Explosif. Un des policiers les plus importants du Québec admet n’avoir aucune confiance dans l’UPAC.

Le Journal de Montréal sort l’info aujourd’hui : le président du syndicat des policiers de Montréal Yves Francoeur, lors de sa déclaration fracassante aux médias en avril dernier selon qui des enquêtes ficelées seraient bloquées car elles visent des élus Libéraux, et bien ces deux dossiers visaient Raymond Bachand et Jean-Marc Fournier.

Attendez-vous à une journée où les Libéraux tenteront de discréditer les messagers. D’abord le policier Francoeur lui-même mais aussi ceux qui sortent la nouvelle, soit le bureau d’enquête de Québécor.

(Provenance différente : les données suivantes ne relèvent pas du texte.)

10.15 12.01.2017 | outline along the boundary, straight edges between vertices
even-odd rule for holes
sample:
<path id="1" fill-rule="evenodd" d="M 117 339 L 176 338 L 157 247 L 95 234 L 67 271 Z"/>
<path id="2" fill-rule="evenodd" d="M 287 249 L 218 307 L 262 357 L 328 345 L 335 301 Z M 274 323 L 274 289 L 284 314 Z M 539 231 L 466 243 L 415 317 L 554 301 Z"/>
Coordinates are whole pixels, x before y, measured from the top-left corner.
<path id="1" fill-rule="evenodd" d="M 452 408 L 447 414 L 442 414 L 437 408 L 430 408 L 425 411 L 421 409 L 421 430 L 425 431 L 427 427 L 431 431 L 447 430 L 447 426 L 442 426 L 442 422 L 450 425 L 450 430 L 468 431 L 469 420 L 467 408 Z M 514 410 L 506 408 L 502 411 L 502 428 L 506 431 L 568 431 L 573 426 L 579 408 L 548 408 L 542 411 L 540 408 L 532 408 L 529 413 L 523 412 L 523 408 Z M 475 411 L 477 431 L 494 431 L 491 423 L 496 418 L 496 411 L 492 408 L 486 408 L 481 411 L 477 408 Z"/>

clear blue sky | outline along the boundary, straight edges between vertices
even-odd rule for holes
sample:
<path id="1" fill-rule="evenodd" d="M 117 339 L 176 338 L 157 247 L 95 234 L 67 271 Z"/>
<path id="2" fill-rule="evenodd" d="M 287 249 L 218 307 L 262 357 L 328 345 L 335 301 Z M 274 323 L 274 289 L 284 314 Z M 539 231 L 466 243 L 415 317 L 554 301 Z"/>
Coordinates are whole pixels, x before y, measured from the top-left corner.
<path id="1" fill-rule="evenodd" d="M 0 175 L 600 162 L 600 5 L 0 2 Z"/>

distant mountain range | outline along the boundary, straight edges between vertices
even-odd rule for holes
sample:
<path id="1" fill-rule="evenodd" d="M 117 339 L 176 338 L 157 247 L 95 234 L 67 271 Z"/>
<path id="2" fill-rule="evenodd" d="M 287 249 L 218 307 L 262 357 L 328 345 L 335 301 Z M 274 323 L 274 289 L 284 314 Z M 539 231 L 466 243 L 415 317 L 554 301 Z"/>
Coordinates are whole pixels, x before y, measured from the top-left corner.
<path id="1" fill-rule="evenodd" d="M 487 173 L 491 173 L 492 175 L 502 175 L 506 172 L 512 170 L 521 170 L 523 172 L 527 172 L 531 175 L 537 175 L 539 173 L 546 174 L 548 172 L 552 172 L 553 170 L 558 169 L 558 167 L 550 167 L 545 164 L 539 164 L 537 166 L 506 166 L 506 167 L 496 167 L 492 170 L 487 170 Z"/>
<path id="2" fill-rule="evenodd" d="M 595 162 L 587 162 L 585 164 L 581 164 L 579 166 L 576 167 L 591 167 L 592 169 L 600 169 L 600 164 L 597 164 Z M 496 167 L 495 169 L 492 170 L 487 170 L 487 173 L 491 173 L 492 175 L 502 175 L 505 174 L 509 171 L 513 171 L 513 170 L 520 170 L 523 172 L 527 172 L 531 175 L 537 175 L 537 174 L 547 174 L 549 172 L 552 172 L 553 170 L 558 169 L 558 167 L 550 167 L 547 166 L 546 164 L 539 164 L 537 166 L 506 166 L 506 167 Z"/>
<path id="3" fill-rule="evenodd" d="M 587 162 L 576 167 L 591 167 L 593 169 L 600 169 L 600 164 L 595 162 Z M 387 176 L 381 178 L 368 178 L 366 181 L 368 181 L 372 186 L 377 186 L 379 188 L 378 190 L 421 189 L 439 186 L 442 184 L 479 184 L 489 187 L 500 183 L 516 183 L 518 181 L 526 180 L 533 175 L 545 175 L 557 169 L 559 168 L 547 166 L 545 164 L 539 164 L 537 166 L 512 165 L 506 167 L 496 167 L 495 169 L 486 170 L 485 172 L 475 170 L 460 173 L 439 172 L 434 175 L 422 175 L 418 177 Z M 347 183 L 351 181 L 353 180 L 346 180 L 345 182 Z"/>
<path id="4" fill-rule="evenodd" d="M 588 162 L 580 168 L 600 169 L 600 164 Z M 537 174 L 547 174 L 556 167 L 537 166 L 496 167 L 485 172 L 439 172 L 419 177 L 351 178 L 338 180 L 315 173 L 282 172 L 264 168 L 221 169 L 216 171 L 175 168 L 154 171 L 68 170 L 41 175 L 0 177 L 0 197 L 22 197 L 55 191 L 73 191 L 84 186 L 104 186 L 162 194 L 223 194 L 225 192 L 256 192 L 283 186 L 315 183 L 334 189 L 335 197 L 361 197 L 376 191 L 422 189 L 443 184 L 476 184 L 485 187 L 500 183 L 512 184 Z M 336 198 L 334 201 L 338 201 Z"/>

Ce que je peux vous dire sans l’ombre d’un doute c’est que la publication de ces deux noms ne surprendra personne dans le cénacle libéral. Dans les couloirs de l’Assemblée nationale, des élus libéraux, discrètement, sondaient leurs collègues d’autres partis, et même des représentants des médias en qui ils avaient confiance, afin de savoir QUI étaient les deux élus auxquels faisait référence Yves Francoeur.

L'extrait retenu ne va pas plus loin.